Bulletin of the American Physical Society
2023 APS March Meeting
Volume 68, Number 3
Las Vegas, Nevada (March 5-10)
Virtual (March 20-22); Time Zone: Pacific Time
Session N10: Cell Fate Transitions
11:30 AM–2:30 PM,
Wednesday, March 8, 2023
Room: Room 202
Sponsoring
Unit:
DBIO
Chair: Jianhua Xing, University of Pittsburgh; Sahand Rahi, Ecole Polytechnique Federale de Lausanne
Abstract: N10.00001 : 3D genome organization in the epithelial-mesenchymal transition spectrum
11:30 AM–12:06 PM
Presenter:
Ruby Huang
(National Taiwan University)
Author:
Ruby Huang
(National Taiwan University)
We perform Hi-C analysis and combine ChIP-seq data across cancer cell lines representing different EMT states. We demonstrate that the epithelial and mesenchymal genes are regulated distinctively. We find that EMT genes are regulated within their topologically associated domains (TADs), with only a subset of mesenchymal genes being influenced by A/B compartment switches, indicating topological remodeling is required in the transcriptional regulation of these genes. At the TAD level, epithelial and mesenchymal genes are associated with different regulatory trajectories. The epithelial gene-residing TADs are enriched with H3K27me3 marks in the mesenchymal-like states. The mesenchymal gene-residing TADs, which do not show enrichment of H3K27me3 in epithelial-like states, exhibit increased interaction frequencies with regulatory elements in the mesenchymal-like states.
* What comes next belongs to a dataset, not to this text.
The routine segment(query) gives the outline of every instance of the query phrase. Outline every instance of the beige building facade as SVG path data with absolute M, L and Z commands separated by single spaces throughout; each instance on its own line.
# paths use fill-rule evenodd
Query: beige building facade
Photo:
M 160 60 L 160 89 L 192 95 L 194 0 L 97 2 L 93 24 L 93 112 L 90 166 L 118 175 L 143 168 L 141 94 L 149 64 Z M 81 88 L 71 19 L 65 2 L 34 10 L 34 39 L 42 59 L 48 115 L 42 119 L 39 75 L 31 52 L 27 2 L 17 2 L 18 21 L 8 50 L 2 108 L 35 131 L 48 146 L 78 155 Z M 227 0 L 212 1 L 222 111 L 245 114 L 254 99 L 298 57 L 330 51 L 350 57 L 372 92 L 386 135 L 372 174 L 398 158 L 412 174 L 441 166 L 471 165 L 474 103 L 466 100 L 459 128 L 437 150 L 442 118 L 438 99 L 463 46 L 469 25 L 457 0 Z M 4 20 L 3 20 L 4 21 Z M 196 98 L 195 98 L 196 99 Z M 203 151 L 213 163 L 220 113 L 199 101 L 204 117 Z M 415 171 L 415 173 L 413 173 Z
We propose a novel workflow coupling immunofluorescence and dielectrophoresis to unravel EMT heterogeneity at single-cell resolution. The predicted three-dimensional structures of chromosome 10, harboring Vimentin, identify cell clusters of different states. Our results pioneer a novel avenue to decipher the complexities underlying the regulation of EMT and may infer the barriers of plasticity in the 3D genome context.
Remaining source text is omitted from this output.